Наконец всё это позади, и они в самолёте дальнего следования. Казалось, теперь можно бы расслабиться, но мешал страшный шум двигателя под самым его носом. А самое главное – мешало то, что не удалось из-за всей этой предотъездной свистопляски проститься с матерью.
Однако уж больно сокрушаться по этому поводу не было никакой возможности, так как рёв мотора был совершенно невыносим и косил все мысли на корню. А всё оттого, что вдруг в самолёте не хватило мест, и ему как наиболее молодому из пассажиров-мужчин было предложено занять пустующее место у самой кабины пилота. И что ему было делать?! Выбирать не приходилось!
И вот сейчас он сидит там, откуда все давно уже сбежали, и мучительно пытается заглушить мыслями этот неимоверный рёв, казалось режущий его мозг на части. Нещадно ломило в висках.
Как долго это продолжалось, он оценить не мог, поскольку выпал из обычного понятия времени. Наверняка он знал лишь одно – это должно когда-нибудь закончиться. Надо только дожить до этого момента. И он цеплялся за эту ниточку надежды как за спасательный якорь.
Однако якорь не спасал, и он внезапно ощутил, что погружается во что-то липкое и похожее на беспамятство. И когда совсем уж было погрузился в это ничто, к нему вдруг прорвалась какая-то неземная музыка, похожая разве что на музыку сфер, если б он когда-либо слыхал её.
- Что это?! – молнией блеснуло в почти отключенном мозгу. – Близость к Богу?!
Однако больше это походило на близость смерти.
- Так вот она оказывается какая, смерть, - метнулось в нём. – Так ведь это вовсе и не страшно! Это прекрасно!
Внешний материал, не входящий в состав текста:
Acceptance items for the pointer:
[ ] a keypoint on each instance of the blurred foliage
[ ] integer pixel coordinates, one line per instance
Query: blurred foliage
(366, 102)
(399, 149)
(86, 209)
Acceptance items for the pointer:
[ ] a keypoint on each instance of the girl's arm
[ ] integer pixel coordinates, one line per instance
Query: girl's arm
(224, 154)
И так как музыка продолжала звучать в нём, он подумал, что уже умер и что правы утверждающие, будто умирает лишь тело, а что-то такое, чему нет названия, продолжает своё внеземное существование.
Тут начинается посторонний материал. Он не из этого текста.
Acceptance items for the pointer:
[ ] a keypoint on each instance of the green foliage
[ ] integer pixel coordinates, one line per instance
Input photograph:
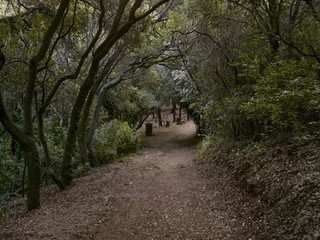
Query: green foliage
(11, 166)
(112, 140)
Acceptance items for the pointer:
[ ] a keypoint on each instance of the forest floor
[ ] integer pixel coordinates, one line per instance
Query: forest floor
(158, 193)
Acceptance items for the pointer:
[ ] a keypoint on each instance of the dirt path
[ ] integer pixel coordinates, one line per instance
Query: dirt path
(159, 193)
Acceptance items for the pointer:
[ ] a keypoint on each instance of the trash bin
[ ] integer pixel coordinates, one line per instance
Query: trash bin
(149, 129)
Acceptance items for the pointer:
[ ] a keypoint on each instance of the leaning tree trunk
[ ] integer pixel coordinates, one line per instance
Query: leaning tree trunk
(159, 116)
(66, 169)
Он не слышал гОлоса, взывавшего пристегнуть ремни, как не слышал и толчка шасси о ленту посадочной полосы.
В себя он пришел только после полной остановки винтов, вызвавшей мгновенную мёртвую паузу в самолёте. И этого узкого интервала времени между рабочим шумом мотора и последовавшей за этим праздной разноголосицей толпы пассажиров оказалось достаточно для его возвращения в реальный мир. Впрочем, состояние его оставляло желать лучшего, но он сглотнул, и его отпустило.
Ничего не сказав жене о пережитом опыте, он последовал вместе со всеми к выходу. Получив багаж, прошел таможенный досмотр и проделал все остальные неизбежные процедуры, требуемые от него фактом прибытия на жительство в другую страну, после чего зажил тривиальной жизнью новоиспеченного эмигранта.
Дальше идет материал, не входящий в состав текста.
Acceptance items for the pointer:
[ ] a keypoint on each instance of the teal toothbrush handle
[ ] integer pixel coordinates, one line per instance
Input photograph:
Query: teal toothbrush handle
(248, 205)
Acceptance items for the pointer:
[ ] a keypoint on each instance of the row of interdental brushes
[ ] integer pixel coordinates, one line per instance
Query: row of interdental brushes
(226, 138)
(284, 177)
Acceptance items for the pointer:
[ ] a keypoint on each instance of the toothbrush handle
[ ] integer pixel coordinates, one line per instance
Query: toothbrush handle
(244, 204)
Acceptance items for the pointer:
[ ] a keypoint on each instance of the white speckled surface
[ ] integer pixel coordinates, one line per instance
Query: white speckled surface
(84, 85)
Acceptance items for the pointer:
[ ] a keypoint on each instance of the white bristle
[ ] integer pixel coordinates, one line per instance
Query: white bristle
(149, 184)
И всё бы ничего, если б в эту жизнь периодически не вторгалась музыка, опрокидывая весь её привычный уклад. Причём мало сказать, что раньше он музыкой не интересовался. Он даже не владел основами музыкальной грамоты, так что играл он теперь на слух на приобретенном с этой целью органе. И так как нот он не знал, то всё время боялся что-то забыть и упустить, но почему-то ничего не забывал и не упускал, а всё прекрасно помнил.
Наконец музыка овладела им настолько, что он забросил всё остальное, потому что оно казалось ему каким-то суррогатом, то есть совсем не важным, а только фоном для музыки, которая звучала в нём, поглощая его всего целиком.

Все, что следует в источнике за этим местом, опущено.